When William Kentridge arrives in one of the big world capitals these days, he arrives in force. In 2010 he took Manhattan, with a retrospective at MoMA and a staging of Shostakovich’s The Nose at the Metropolitan Opera. Since then: Berlin, Beijing, Rio, Oaxaca, Mumbai, Milan, Moscow (to name just a few). Earlier this year, a 550-metre long frieze of enormous figures stencilled along the Tiber’s embankment in Rome – his largest public artwork to date. And now London: a major exhibition titled Thick Time at the Whitechapel Gallery that opens later this month, and will coincide with a production of Alban Berg’s Lulu at English National Opera in November.

Compatriots, fellow Johannesburgers – we have watched with pleasure and perhaps pleasant surprise at just how big WK has made it in the art world. The surprise comes partly from how he has managed to be become genuinely global by remaining unashamedly local. Dürer, Hogarth and Daumier; the whole intellectual apparatus of the Enlightenment; the art of the Russian Revolution and other failed utopias of the 20th century; far-reaching mediations into the nature of space and time – all of the above have been filtered through the singularity of his Jo’burg. Or even more specifically, the three-kilometre radius that comprises Kentridge’s home, the schools he went to, the university of Witwatersrand where he took a degree in politics and African Studies, the Market Gallery where he first started exhibiting in the late 1970s, the Junction Avenue Theatre Company, for which he wrote, acted and directed. As part of a multi-racial community of artists trying to find a way of working through the worst days of the Nationalist regime, Kentridge has spoken of the challenge of addressing “the immovable rock of apartheid” without being limited or fixated by it. To escape the rock, he wrote in 1990, was the great challenge for the artist in those days, for “the rock is possessive, and inimical to good work”: “you cannot face the rock head-on; the rock always wins”.

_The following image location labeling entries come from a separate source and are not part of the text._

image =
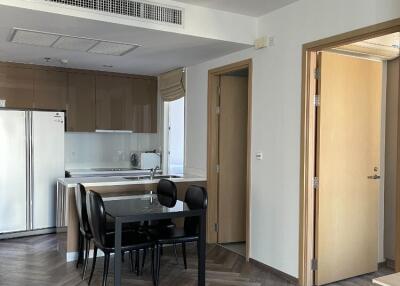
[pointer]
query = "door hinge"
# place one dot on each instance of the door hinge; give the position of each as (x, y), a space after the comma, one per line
(316, 183)
(317, 100)
(314, 264)
(317, 73)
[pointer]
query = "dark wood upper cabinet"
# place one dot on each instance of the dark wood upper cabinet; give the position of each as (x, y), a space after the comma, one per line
(81, 106)
(92, 100)
(144, 105)
(113, 102)
(50, 89)
(16, 86)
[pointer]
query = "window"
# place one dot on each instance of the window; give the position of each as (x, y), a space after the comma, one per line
(174, 140)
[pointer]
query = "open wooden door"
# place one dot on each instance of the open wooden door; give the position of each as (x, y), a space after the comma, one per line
(348, 166)
(232, 159)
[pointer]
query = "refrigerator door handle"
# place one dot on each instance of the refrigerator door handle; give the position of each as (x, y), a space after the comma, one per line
(29, 189)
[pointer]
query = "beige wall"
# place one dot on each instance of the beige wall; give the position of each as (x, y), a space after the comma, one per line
(390, 160)
(276, 116)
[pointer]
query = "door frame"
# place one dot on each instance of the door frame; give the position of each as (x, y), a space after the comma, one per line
(308, 143)
(212, 152)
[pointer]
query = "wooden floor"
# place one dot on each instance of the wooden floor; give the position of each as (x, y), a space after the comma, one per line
(36, 261)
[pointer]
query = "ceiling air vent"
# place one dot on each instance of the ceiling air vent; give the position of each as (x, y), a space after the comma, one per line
(137, 9)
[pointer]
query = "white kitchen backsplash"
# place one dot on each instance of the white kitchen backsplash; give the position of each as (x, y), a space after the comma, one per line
(91, 150)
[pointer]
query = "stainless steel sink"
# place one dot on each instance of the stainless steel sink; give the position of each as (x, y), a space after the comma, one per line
(166, 177)
(138, 178)
(155, 177)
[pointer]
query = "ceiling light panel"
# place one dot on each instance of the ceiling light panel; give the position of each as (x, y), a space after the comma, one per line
(74, 44)
(66, 42)
(20, 36)
(112, 48)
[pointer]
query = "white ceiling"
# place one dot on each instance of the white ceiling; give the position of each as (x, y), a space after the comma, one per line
(253, 8)
(159, 51)
(385, 47)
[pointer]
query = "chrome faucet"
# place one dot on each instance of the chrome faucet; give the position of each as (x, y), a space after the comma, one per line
(153, 171)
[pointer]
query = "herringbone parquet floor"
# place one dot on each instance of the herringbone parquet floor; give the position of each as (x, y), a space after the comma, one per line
(35, 261)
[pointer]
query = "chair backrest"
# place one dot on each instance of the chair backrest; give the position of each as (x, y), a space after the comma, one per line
(167, 193)
(80, 199)
(195, 198)
(97, 217)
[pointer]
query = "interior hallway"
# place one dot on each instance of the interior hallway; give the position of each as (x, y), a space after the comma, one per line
(36, 261)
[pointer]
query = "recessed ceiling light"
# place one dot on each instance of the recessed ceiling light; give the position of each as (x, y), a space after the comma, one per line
(66, 42)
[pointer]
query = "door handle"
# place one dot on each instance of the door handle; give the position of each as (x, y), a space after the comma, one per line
(374, 177)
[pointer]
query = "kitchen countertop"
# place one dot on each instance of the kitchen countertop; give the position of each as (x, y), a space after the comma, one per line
(120, 181)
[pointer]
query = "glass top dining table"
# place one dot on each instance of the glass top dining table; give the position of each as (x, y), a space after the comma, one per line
(147, 208)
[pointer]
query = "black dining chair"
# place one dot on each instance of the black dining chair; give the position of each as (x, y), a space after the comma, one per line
(131, 240)
(167, 195)
(85, 234)
(195, 198)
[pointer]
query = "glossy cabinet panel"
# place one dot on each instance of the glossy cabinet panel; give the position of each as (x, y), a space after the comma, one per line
(16, 86)
(50, 90)
(113, 108)
(81, 106)
(144, 106)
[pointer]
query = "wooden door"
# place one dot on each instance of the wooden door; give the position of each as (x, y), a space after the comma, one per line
(392, 163)
(113, 103)
(144, 105)
(81, 111)
(50, 89)
(16, 86)
(348, 152)
(232, 159)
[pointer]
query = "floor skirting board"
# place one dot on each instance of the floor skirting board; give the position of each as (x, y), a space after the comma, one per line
(277, 272)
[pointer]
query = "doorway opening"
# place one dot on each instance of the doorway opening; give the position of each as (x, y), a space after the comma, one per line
(229, 113)
(349, 167)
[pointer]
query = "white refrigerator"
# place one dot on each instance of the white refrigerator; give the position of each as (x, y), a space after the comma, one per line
(31, 160)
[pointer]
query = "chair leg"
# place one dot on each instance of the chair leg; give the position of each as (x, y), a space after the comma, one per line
(158, 263)
(153, 270)
(80, 249)
(131, 261)
(176, 254)
(143, 260)
(87, 249)
(106, 266)
(184, 255)
(137, 262)
(93, 264)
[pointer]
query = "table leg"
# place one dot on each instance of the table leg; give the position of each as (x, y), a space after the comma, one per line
(202, 252)
(117, 255)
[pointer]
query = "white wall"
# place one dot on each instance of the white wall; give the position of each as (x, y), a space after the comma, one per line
(276, 115)
(91, 150)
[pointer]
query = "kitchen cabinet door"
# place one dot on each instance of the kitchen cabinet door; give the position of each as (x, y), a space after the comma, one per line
(16, 86)
(50, 89)
(144, 105)
(81, 102)
(113, 108)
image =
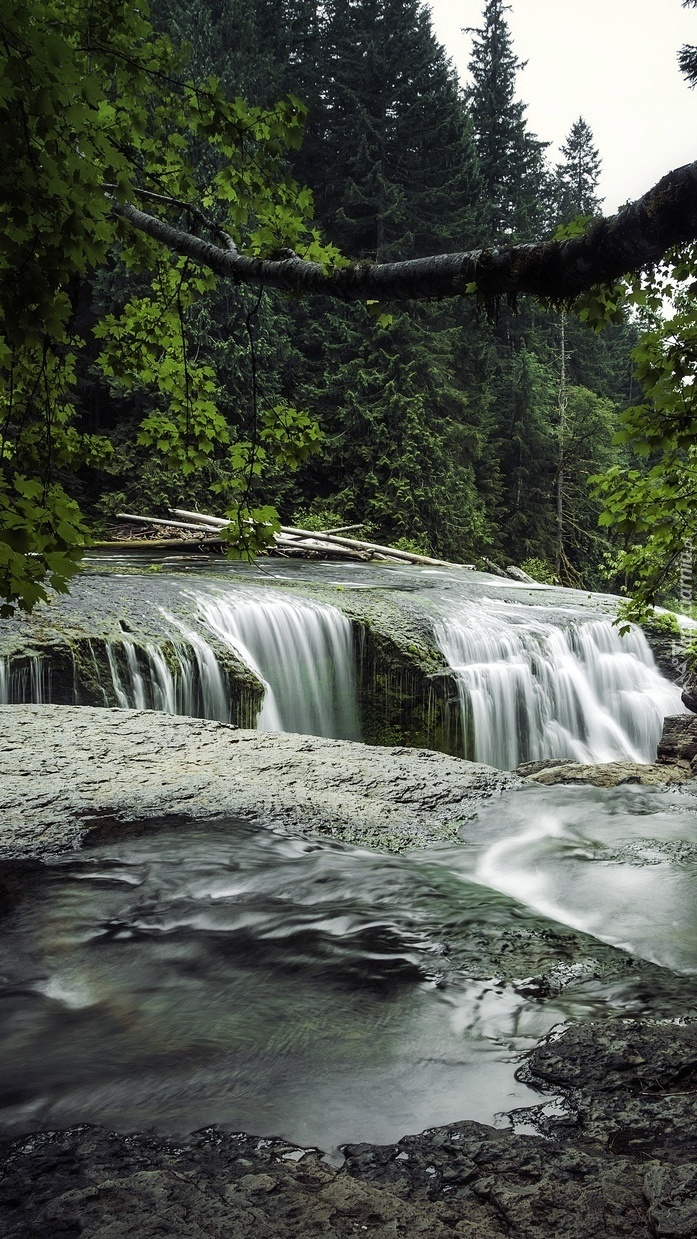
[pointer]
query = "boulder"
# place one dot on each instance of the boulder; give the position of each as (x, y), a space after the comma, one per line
(679, 740)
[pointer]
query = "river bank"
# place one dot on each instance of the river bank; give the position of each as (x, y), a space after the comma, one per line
(613, 1155)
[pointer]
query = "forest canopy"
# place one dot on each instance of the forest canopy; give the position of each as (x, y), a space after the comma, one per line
(146, 205)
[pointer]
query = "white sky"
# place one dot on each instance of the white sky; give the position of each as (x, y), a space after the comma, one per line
(610, 61)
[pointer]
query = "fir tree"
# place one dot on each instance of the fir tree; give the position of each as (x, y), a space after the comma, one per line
(510, 159)
(395, 143)
(577, 175)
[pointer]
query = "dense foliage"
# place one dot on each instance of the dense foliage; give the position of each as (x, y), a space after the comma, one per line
(134, 379)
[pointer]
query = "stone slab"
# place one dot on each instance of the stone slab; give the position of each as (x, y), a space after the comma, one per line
(63, 770)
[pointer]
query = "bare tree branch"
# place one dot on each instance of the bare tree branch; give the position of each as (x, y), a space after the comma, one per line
(634, 238)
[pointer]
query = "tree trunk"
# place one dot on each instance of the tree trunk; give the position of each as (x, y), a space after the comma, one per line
(635, 237)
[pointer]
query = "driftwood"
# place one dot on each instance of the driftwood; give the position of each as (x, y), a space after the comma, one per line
(171, 524)
(333, 538)
(296, 542)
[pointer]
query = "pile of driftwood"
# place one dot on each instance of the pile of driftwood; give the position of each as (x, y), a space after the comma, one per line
(291, 542)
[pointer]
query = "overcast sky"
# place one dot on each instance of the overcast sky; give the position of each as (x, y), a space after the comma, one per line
(610, 61)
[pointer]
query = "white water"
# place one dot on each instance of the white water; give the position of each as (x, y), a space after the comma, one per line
(561, 687)
(301, 651)
(531, 683)
(618, 864)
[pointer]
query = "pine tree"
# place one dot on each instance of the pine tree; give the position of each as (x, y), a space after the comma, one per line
(577, 175)
(510, 159)
(395, 144)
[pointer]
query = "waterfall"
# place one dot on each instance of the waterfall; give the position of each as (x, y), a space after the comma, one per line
(562, 687)
(25, 679)
(301, 651)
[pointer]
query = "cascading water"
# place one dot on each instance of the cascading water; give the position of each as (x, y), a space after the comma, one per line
(531, 683)
(561, 687)
(301, 651)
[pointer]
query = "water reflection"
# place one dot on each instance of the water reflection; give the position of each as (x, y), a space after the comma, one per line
(331, 994)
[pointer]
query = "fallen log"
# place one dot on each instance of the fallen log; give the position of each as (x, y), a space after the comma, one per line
(171, 524)
(354, 543)
(391, 551)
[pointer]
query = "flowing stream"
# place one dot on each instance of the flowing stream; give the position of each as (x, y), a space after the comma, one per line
(554, 685)
(532, 682)
(326, 993)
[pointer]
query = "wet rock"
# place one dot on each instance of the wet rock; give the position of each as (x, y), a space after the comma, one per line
(629, 1085)
(72, 772)
(528, 768)
(679, 739)
(610, 773)
(688, 695)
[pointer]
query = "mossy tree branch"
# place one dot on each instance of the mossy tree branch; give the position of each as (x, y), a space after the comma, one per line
(555, 270)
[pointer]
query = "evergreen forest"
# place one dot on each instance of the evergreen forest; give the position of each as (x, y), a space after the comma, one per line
(466, 428)
(440, 430)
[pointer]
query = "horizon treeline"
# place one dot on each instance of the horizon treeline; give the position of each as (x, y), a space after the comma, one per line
(447, 429)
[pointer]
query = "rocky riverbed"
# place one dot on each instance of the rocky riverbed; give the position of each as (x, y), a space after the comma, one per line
(614, 1154)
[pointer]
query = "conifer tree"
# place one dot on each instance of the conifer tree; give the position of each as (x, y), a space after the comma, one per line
(510, 159)
(577, 175)
(396, 145)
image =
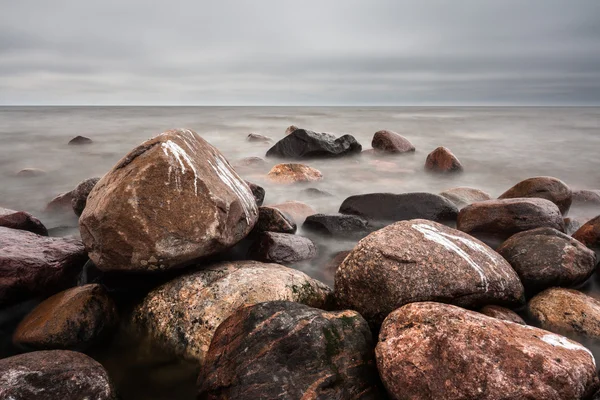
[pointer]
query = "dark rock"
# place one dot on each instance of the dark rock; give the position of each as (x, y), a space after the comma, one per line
(54, 375)
(545, 257)
(72, 320)
(421, 260)
(543, 187)
(33, 266)
(438, 351)
(302, 144)
(291, 351)
(282, 248)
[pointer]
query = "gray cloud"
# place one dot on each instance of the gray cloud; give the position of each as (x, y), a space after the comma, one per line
(310, 52)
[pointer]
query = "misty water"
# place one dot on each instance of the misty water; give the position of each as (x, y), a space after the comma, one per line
(498, 147)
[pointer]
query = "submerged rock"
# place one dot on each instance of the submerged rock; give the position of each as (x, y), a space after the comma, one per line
(287, 350)
(421, 260)
(438, 351)
(171, 200)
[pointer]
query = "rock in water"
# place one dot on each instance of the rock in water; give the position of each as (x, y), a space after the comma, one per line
(34, 266)
(543, 187)
(171, 200)
(302, 144)
(73, 320)
(391, 142)
(438, 351)
(421, 260)
(182, 315)
(545, 257)
(284, 350)
(54, 375)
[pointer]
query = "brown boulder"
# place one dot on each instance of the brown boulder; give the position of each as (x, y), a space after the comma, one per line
(442, 160)
(543, 187)
(285, 350)
(438, 351)
(171, 200)
(422, 260)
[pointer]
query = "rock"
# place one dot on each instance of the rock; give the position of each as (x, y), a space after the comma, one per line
(503, 218)
(350, 226)
(502, 313)
(566, 311)
(589, 233)
(273, 220)
(439, 351)
(21, 220)
(442, 160)
(303, 144)
(545, 257)
(391, 142)
(293, 173)
(287, 350)
(282, 248)
(183, 314)
(81, 193)
(296, 209)
(543, 187)
(463, 196)
(422, 260)
(32, 265)
(54, 375)
(381, 209)
(73, 320)
(171, 200)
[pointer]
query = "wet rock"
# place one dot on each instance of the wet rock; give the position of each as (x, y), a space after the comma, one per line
(73, 320)
(21, 220)
(589, 233)
(381, 209)
(273, 220)
(502, 313)
(566, 311)
(337, 225)
(34, 266)
(54, 375)
(422, 260)
(283, 248)
(288, 350)
(303, 144)
(463, 196)
(81, 193)
(293, 173)
(391, 142)
(503, 218)
(545, 257)
(171, 200)
(442, 160)
(183, 314)
(438, 351)
(543, 187)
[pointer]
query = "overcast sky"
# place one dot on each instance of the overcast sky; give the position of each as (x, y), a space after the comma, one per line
(280, 52)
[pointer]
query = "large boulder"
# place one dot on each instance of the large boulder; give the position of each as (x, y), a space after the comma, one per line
(438, 351)
(54, 375)
(543, 187)
(36, 266)
(421, 260)
(73, 320)
(311, 354)
(503, 218)
(183, 314)
(171, 200)
(303, 144)
(545, 257)
(381, 209)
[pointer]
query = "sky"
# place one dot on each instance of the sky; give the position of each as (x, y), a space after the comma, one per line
(281, 52)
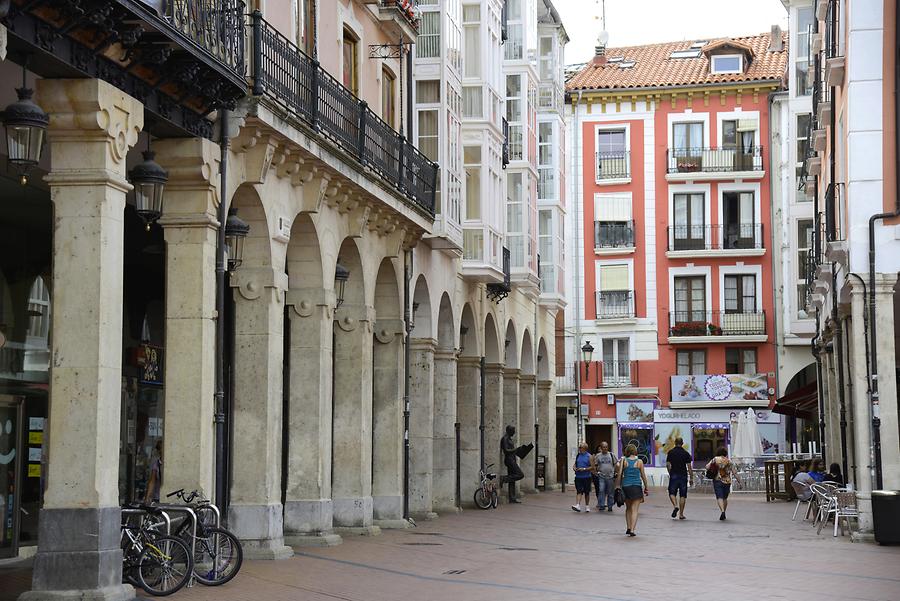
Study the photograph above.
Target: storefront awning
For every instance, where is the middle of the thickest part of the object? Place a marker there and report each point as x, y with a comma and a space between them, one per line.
802, 403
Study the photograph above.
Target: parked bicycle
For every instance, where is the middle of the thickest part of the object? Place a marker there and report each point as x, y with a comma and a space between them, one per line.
158, 563
218, 554
486, 495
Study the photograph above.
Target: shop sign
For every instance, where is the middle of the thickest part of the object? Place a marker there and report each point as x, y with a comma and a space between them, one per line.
763, 416
720, 387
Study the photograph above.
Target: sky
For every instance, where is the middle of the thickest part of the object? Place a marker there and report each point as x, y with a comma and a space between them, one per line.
633, 22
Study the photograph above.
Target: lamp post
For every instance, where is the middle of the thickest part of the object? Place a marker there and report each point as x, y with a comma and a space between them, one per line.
26, 124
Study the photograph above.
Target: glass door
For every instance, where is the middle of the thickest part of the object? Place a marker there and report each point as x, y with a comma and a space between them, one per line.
10, 472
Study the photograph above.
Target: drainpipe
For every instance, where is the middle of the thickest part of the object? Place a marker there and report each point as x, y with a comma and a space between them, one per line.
876, 419
219, 396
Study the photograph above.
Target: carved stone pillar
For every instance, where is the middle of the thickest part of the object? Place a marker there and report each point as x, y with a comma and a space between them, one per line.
308, 508
255, 512
92, 126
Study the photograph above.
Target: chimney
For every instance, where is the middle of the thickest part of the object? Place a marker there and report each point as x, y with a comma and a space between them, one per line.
776, 43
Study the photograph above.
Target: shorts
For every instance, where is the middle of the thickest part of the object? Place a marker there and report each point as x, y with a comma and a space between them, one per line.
678, 485
633, 492
583, 486
721, 489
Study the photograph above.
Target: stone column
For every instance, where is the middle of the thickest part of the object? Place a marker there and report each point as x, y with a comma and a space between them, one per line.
445, 366
468, 413
493, 416
862, 416
421, 428
308, 508
387, 425
190, 225
546, 418
255, 514
352, 419
887, 381
92, 126
527, 402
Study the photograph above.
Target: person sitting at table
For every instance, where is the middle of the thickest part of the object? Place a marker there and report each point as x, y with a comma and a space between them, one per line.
834, 474
802, 482
817, 470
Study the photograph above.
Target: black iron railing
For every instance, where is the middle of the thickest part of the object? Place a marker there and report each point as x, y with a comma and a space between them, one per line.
714, 160
615, 304
716, 323
613, 165
285, 74
614, 234
730, 236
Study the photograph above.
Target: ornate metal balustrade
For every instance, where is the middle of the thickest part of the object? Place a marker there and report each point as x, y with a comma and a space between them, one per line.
286, 75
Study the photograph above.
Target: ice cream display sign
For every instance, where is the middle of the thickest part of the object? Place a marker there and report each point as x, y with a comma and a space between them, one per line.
720, 387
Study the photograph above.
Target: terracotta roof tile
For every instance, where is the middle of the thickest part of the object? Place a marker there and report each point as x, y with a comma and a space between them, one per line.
654, 67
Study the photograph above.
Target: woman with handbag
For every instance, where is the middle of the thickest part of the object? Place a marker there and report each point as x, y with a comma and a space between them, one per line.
630, 477
721, 470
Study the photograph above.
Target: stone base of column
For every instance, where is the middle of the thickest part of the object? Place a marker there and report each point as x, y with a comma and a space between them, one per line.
354, 512
260, 529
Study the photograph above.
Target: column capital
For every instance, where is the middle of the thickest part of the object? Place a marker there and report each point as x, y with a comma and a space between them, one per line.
89, 111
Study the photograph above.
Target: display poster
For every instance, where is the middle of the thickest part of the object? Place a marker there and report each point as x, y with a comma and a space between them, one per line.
665, 439
634, 411
642, 438
720, 387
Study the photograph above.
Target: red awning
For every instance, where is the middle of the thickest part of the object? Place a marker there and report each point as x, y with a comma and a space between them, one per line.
803, 402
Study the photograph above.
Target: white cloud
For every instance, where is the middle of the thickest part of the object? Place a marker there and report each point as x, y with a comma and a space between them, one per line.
633, 22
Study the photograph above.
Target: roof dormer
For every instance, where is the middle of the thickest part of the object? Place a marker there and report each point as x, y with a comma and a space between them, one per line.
728, 56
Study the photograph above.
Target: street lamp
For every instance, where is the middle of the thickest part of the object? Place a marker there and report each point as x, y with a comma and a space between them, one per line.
236, 229
587, 352
341, 275
25, 123
149, 181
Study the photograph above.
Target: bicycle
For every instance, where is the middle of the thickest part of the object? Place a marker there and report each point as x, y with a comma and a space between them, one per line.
486, 495
158, 563
218, 554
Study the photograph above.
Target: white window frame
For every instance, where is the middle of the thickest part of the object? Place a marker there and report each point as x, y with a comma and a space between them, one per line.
712, 64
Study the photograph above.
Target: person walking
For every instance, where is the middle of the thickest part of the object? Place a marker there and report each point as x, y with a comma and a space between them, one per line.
677, 462
724, 473
605, 463
633, 482
511, 461
584, 467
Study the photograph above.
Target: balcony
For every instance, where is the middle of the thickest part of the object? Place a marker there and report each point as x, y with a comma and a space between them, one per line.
733, 239
685, 164
613, 167
615, 304
613, 237
717, 326
287, 76
181, 59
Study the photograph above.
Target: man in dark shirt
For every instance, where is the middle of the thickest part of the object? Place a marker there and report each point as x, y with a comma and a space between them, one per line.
677, 462
511, 460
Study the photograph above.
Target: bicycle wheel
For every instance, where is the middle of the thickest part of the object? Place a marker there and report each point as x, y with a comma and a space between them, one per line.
164, 565
482, 498
217, 557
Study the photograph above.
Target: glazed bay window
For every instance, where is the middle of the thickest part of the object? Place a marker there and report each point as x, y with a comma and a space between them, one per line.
612, 155
691, 363
615, 298
740, 361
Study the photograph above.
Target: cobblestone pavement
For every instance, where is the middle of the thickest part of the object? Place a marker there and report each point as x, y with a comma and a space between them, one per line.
541, 550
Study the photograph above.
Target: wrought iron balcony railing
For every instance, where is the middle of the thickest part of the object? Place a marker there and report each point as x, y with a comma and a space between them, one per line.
714, 160
716, 323
730, 236
614, 234
286, 75
615, 304
613, 165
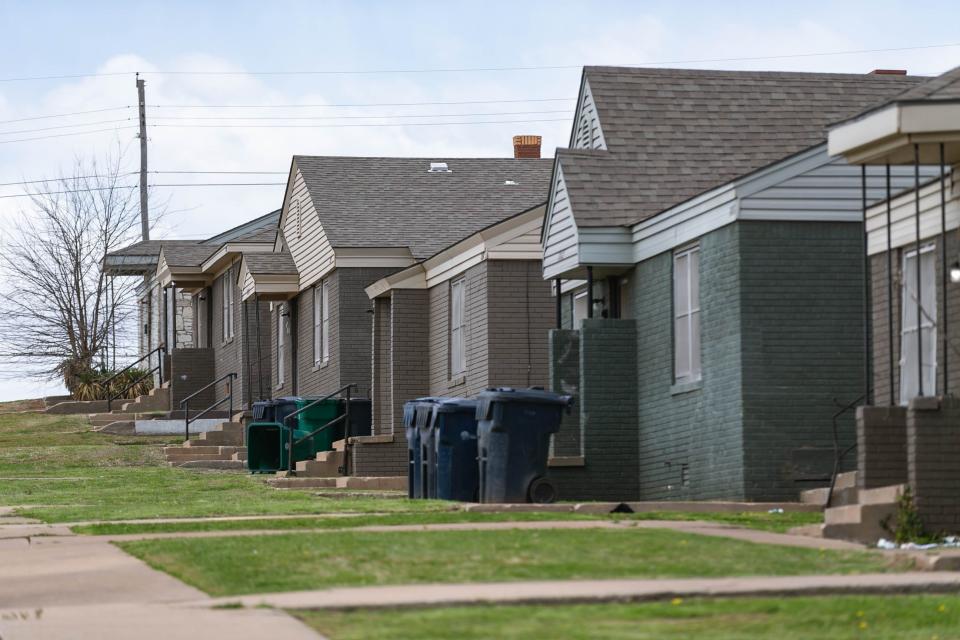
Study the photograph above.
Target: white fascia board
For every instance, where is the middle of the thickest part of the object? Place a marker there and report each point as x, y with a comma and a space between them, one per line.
851, 137
411, 278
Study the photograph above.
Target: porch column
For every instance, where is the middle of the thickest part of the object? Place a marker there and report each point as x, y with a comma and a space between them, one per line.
944, 274
890, 290
916, 186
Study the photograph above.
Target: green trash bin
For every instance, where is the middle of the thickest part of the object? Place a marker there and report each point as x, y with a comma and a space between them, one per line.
267, 441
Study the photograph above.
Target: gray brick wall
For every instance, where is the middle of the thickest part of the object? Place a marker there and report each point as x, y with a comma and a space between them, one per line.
802, 338
694, 435
191, 369
881, 446
520, 315
933, 449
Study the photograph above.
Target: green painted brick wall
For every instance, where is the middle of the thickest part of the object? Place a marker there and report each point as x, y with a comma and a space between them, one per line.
702, 428
801, 294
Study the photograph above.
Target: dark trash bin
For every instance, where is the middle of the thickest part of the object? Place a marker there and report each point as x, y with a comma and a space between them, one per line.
514, 441
414, 453
455, 439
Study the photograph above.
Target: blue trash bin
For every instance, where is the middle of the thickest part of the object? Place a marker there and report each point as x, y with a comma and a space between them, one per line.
514, 427
414, 485
455, 439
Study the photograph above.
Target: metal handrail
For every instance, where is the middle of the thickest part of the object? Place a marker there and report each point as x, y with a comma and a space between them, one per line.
344, 418
159, 368
185, 403
838, 455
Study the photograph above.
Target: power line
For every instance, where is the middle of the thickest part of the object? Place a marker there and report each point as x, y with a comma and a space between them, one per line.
64, 115
137, 186
65, 126
64, 135
340, 126
399, 115
353, 104
476, 69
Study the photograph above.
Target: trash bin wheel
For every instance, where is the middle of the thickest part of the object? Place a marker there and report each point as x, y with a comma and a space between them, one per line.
542, 491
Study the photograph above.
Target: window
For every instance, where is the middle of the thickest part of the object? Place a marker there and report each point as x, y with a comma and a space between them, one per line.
686, 314
910, 347
281, 346
226, 291
458, 354
321, 323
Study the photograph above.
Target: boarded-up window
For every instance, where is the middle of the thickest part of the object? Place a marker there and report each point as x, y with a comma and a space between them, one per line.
686, 314
910, 342
281, 345
321, 323
458, 354
226, 295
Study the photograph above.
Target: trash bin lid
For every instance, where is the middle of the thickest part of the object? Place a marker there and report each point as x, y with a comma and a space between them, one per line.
535, 395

The way Kentridge managed to escape without being escapist – to evolve an artistic language that is private and playful while also saturated with the political – is also the continual surprise of his oeuvre. The range and ambition of his subject matter has kept pace with his growing renown, so that a cacophonous, large-scale work like The Refusal of Time, which will be the centrepiece of the Whitechapel show, takes on planet-scale questions of modernity and measurement. Beginning with the tick of a metronome, it builds to a swirling carousel of music, text fragments, drawings and filmed actors, pivoting around a moment in history when clock time was standardised, and the world became, in the artist’s words, “a huge dented bird cage of time zones, of lines of agreement and control”.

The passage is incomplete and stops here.